Nick was one of five founding members of the Tufts Pollinator Initiative. What started as wishful thinking by a faculty member about turning manicured backyards in the city into pollinator habitat is now a city-wide program that has gained local and even regional recognition. In April 2019, TPI planted its first garden at 574 Boston Ave in a neglected garden bed and launched the TPI Twitter and Facebook pages. This group of graduate students made it their mission to educate community members about pollinator conservation through outreach and turn pollinator gardening into a social movement.
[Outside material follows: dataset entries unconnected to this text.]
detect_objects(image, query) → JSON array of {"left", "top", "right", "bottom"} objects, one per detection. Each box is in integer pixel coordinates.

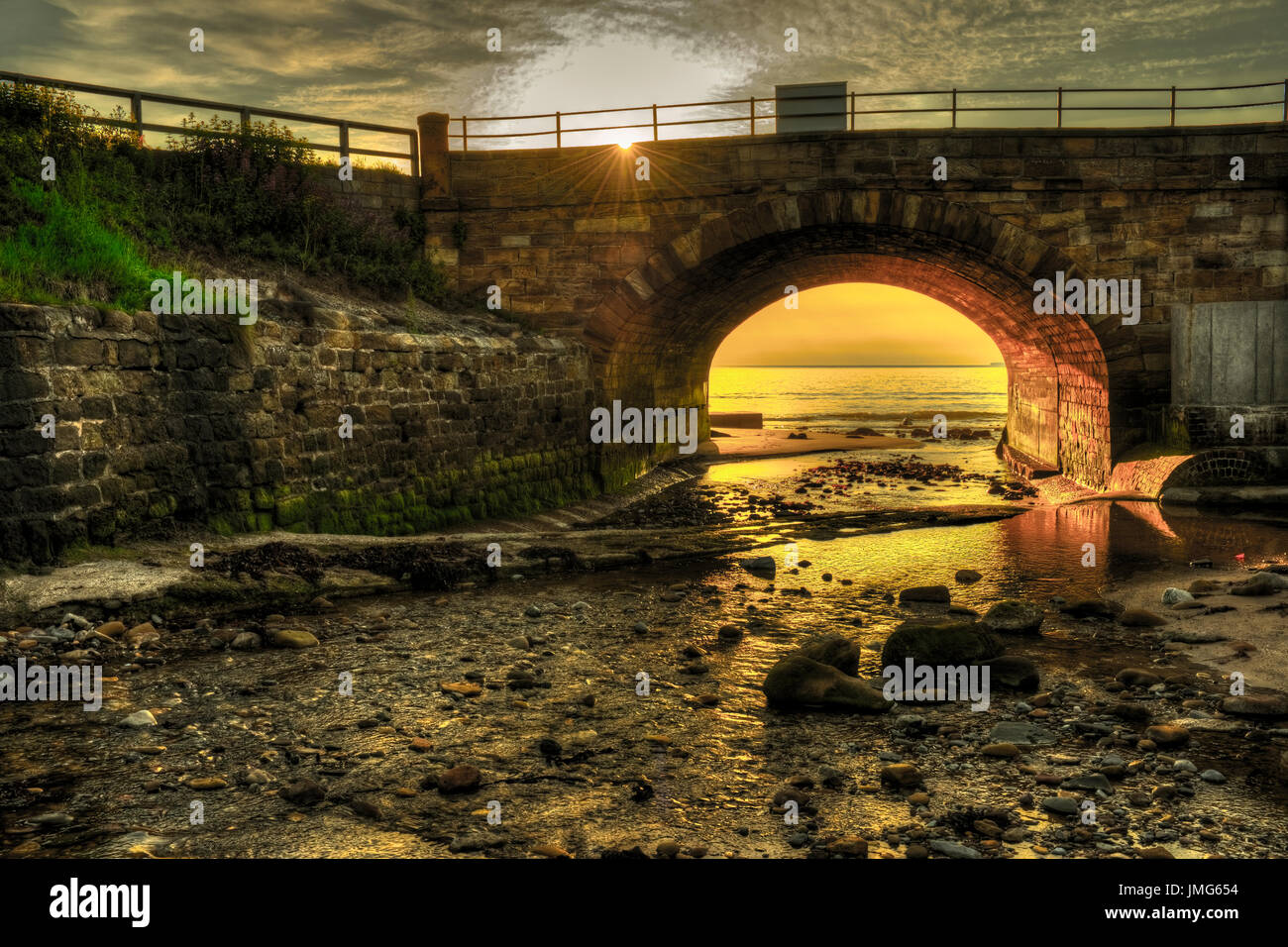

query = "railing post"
[{"left": 416, "top": 112, "right": 452, "bottom": 197}]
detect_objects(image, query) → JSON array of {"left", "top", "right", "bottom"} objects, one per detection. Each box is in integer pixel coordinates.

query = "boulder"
[
  {"left": 983, "top": 598, "right": 1042, "bottom": 635},
  {"left": 1221, "top": 693, "right": 1288, "bottom": 720},
  {"left": 268, "top": 627, "right": 318, "bottom": 648},
  {"left": 1231, "top": 573, "right": 1288, "bottom": 595},
  {"left": 979, "top": 655, "right": 1040, "bottom": 693},
  {"left": 1118, "top": 608, "right": 1167, "bottom": 627},
  {"left": 796, "top": 635, "right": 860, "bottom": 677},
  {"left": 881, "top": 621, "right": 1004, "bottom": 668},
  {"left": 763, "top": 653, "right": 890, "bottom": 714}
]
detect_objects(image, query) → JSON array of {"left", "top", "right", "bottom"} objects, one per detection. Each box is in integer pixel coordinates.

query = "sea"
[{"left": 708, "top": 365, "right": 1006, "bottom": 430}]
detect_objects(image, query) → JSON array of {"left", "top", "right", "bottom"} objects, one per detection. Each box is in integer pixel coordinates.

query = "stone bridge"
[{"left": 419, "top": 113, "right": 1288, "bottom": 494}]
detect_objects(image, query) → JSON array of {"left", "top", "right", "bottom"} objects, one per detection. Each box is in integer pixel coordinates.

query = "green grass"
[
  {"left": 0, "top": 179, "right": 167, "bottom": 309},
  {"left": 0, "top": 84, "right": 459, "bottom": 309}
]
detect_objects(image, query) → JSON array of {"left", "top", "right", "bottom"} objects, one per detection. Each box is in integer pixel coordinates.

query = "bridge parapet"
[{"left": 421, "top": 125, "right": 1288, "bottom": 487}]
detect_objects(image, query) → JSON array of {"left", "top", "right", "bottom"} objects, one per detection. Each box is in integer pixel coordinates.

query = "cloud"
[{"left": 0, "top": 0, "right": 1288, "bottom": 138}]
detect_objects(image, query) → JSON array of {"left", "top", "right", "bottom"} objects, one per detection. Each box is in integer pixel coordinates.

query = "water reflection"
[{"left": 747, "top": 501, "right": 1288, "bottom": 615}]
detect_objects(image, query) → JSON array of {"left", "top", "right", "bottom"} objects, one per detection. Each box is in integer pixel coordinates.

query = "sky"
[
  {"left": 0, "top": 0, "right": 1288, "bottom": 365},
  {"left": 711, "top": 283, "right": 1002, "bottom": 366},
  {"left": 0, "top": 0, "right": 1288, "bottom": 142}
]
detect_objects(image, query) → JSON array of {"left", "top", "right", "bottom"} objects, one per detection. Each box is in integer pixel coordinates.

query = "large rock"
[
  {"left": 983, "top": 598, "right": 1042, "bottom": 635},
  {"left": 899, "top": 585, "right": 953, "bottom": 603},
  {"left": 980, "top": 655, "right": 1040, "bottom": 693},
  {"left": 763, "top": 653, "right": 890, "bottom": 712},
  {"left": 1118, "top": 608, "right": 1167, "bottom": 627},
  {"left": 988, "top": 720, "right": 1056, "bottom": 746},
  {"left": 796, "top": 635, "right": 860, "bottom": 678},
  {"left": 1231, "top": 573, "right": 1288, "bottom": 595},
  {"left": 881, "top": 621, "right": 1005, "bottom": 668},
  {"left": 1221, "top": 693, "right": 1288, "bottom": 720},
  {"left": 268, "top": 627, "right": 318, "bottom": 648}
]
A year later, Nick took over and TPI has bloomed under his leadership. Nick committed time to making the pollinator gardens on campus not only functional habitat, but also beautiful and inviting spaces for people to use. His vision to combine our gardens with artwork and leisure encourages individual exploration and curiosity, which is key to supporting interest in pollinators. Nick understands that people will support what they care about, and they care about what they can see, feel, and experience. He brought this vision to life at 574 Boston Ave, where the former parking lot is now known as the “Pollinator Plaza”. This space is host to 5 pollinator gardens, a mural painted by undergraduate Audrey Carver, and a little free seed library built by engineering student Andrew Daetz. The plaza is dotted with colorful signs that explain the role pollinators play in keeping our natural spaces thriving, highlight the importance of building habitat, and encourage viewers to explore the gardens. The Pollinator Plaza is now one of the most popular places on campus and is a bright spot in the city, showing us all that bee habitat is a thing of beauty.
Nick’s charisma and knack for storytelling has attracted a wide audience interested in participating in events with TPI and learning about the inner lives of insects. If you have ever heard Nick give a lecture (or listened to his Ted Talk!), you know he tells the story of a bee’s life as if he’s talking about an old friend. This ability to draw parallels between insects’ lives and our own has been essential for TPI to draw support for pollinator conservation in Boston and beyond. His storytelling has also made TPI’s signature Pollinator Safaris so successful. During a safari, participants are led through the gardens, equipped with handheld insect vacuums, and are tasked with finding the Big Five: bees, butterflies, wasps, flies, and beetles. With every insect captured, Nick has a story about the full life it leads when we aren’t watching. The hour flies by, and participants leave excited to watch the bees, butterflies, and wasps in their own backyards and neighborhood parks.
While Nick has helped to create a pollinator oasis on campus and finds a way to turn anyone into an insect-lover, he has also worked hard to cultivate connections to the community groups that are foundational to successfully engaging individuals in creating habitat across the city. Thanks to Nick’s dedication to building out our network, TPI was featured in the Boston Globe and visited by Senator Ed Markey, who planted mountain mint in one of our gardens. Nick is often the creative mind behind many of our outreach events like Seeds and Cider, where we distribute free native seeds in the fall, and a low-cost Native Plant Sales in the spring, an effort we hope reduces barriers to starting a garden. TPI was asked to design the garden space outside Medford City Hall and receives requests each year from neighboring universities asking for guidance in building their own versions of TPI.
Outside of his presidential duties, Nick has spent his time teaching a class to Tufts undergraduates “All About Bees” and as a frequent guest lecturer in Tufts classrooms. He is passionate not only about protecting pollinators and our natural spaces, but about appreciating and enjoying them too. He believes whole-heartedly in diving into curiosity and harnessing our sense of wonder at the natural world to power any successful conservation movement.
We hope that someday Nick’s passion for pollinator conservation and outreach will lead him back to TPI and these gardens that he’s built with so much care. Until then, it’s up to all of us to keep the wonder alive and thriving.
Farewell and good luck, Nick! You have a whole city of people who will miss you!